The web isn't tabular, and plenty of data isn't tabular, either -- but plenty of databases are, and anyway tables handle plenty of data better than any other structure can.
Semanticizing all data, then, can be done in two stages. First, construct a web of meanings, not documents -- as Sir Tim Berners-Lee has always wanted, and as RDF seeks to do.
And, second, fit all (legitimately or illegitimately) tabular data into the web.
This second step is less exciting than the first -- because plenty of tabular data is not ideally tabular, so in these cases the second step is rather backward-looking.
But it is no less necessary than the first: not only because converting everything RDBMS to RDF is not even close to worth it, and, but also because much data ought not be converted to RDF.
But that data still needs to talk to the web -- which means it needs to be translated into a webby structure, ideally RDF.
The easiest way to translate without conversion is, of course, just plain mapping. But mapping two rather different structures to one another is no trivial task.
That's why there's a whole W3C Working Group devoted to devising a mapping language and actual mapping of relational data to RDF.
Sir Tim offers this unsurprisingly lucid insight into the RDF-RDBMS relation, cutting through questions that might otherwise be couched in domain-inappropriate terms (like 'is the RDF model an entity-relationship model'):
Relational database systems manage RDF data, but in a specialized way. In a table, there are many records with the same set of properties. An individual cell (which corresponds to an RDF property) is not often thought of on its own. SQL queries can join tables and extract data from tables, and the result is generally a table. So, the practical use for which RDB software is used typically optimized for doing operations with a small number of tables some of which may have a large number of elements.

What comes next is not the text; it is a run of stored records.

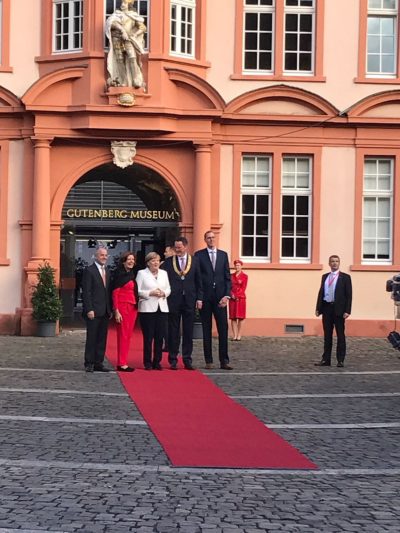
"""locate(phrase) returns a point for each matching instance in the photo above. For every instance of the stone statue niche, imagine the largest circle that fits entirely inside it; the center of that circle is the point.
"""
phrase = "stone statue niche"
(125, 31)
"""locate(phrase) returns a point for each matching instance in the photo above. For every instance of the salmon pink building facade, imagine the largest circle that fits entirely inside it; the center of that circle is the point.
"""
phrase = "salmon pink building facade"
(275, 123)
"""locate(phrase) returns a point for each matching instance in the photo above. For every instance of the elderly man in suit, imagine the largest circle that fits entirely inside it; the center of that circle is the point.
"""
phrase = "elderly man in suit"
(216, 280)
(97, 309)
(334, 304)
(186, 295)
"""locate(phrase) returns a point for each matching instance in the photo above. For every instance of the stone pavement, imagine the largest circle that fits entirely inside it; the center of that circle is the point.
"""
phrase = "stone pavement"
(76, 456)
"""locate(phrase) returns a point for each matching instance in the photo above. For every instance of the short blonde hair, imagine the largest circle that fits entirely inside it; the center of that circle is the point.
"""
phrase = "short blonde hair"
(150, 256)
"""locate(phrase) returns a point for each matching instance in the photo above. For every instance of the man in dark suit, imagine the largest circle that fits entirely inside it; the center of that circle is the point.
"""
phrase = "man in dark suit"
(334, 303)
(96, 310)
(186, 294)
(216, 279)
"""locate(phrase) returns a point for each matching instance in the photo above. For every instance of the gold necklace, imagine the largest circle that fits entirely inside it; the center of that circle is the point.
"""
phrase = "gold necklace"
(181, 273)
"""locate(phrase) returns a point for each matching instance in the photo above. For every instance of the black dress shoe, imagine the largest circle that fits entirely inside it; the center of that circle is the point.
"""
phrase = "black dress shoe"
(125, 369)
(100, 368)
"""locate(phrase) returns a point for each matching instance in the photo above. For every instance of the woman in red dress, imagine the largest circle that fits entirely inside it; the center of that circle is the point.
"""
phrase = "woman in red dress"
(125, 309)
(237, 302)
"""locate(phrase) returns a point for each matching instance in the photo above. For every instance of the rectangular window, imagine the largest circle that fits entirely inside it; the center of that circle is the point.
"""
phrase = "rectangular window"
(290, 23)
(296, 208)
(183, 27)
(377, 210)
(259, 20)
(382, 38)
(141, 7)
(299, 36)
(67, 25)
(255, 206)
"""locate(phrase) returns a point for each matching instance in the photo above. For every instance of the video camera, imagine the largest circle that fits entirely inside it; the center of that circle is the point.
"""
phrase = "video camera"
(393, 286)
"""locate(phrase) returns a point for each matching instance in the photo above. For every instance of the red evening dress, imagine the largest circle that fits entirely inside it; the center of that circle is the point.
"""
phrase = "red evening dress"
(237, 303)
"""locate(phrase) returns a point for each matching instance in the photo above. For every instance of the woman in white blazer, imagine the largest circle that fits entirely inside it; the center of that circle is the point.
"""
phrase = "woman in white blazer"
(153, 289)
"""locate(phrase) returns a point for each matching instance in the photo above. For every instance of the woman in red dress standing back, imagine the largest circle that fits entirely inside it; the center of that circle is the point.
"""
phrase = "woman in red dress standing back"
(237, 302)
(124, 296)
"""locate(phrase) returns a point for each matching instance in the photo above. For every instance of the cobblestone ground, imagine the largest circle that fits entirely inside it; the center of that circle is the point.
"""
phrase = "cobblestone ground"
(76, 456)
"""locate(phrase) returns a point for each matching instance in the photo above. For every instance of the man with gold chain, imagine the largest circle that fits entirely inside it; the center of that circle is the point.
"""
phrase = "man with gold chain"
(186, 295)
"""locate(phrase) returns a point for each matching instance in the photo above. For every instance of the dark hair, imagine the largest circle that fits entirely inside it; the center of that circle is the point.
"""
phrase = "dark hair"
(182, 239)
(124, 256)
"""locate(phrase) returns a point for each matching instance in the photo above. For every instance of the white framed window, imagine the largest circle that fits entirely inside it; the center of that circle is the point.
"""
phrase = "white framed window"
(296, 202)
(299, 36)
(142, 7)
(258, 37)
(67, 25)
(256, 190)
(183, 15)
(382, 38)
(377, 222)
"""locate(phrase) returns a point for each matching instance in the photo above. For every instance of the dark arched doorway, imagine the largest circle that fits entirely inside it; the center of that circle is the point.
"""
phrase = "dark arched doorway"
(124, 209)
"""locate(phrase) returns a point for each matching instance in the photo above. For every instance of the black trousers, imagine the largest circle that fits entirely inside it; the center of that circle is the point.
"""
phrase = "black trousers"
(96, 338)
(153, 331)
(183, 314)
(211, 308)
(329, 321)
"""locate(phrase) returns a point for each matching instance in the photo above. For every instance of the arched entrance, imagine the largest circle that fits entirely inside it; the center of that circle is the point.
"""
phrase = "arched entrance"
(124, 209)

Because relational databases are species of the genus described by RDF, the basic mapping model is as follows:
- a record is an RDF node;
- the field (column) name is RDF propertyType;
- and the record field (table cell) is a value.
So far, so straightforward. But of course the implementations usually wander pretty far from the original concept -- so mapping actual RDBMS to RDF takes a bit of dirty work.
Well, the RDB2RDF WG is doing the dirty work.
Back in 2005, when the Group was still an Incubator, they published a detailed survey of then-current approaches to mapping relational databases to RDF. (The resulting article is still a useful read, with an excellent bibliography, including domain-specific projects (which always interest me a bit more than the content-free versions).
This survey served as the starting-point for typically extensive discussion and debate, which culminated in two Candidate Recommendations published last month.
(If you read only one document, read the first, which includes tons of simple examples.)
This is an exciting time for data on the web, with all the semantic standards and database-centered HTML5 APIs -- and a W3C Candidate Recommendation means Call for Implementations -- so let's absorb the recs and start pulling relational data into the semantic web!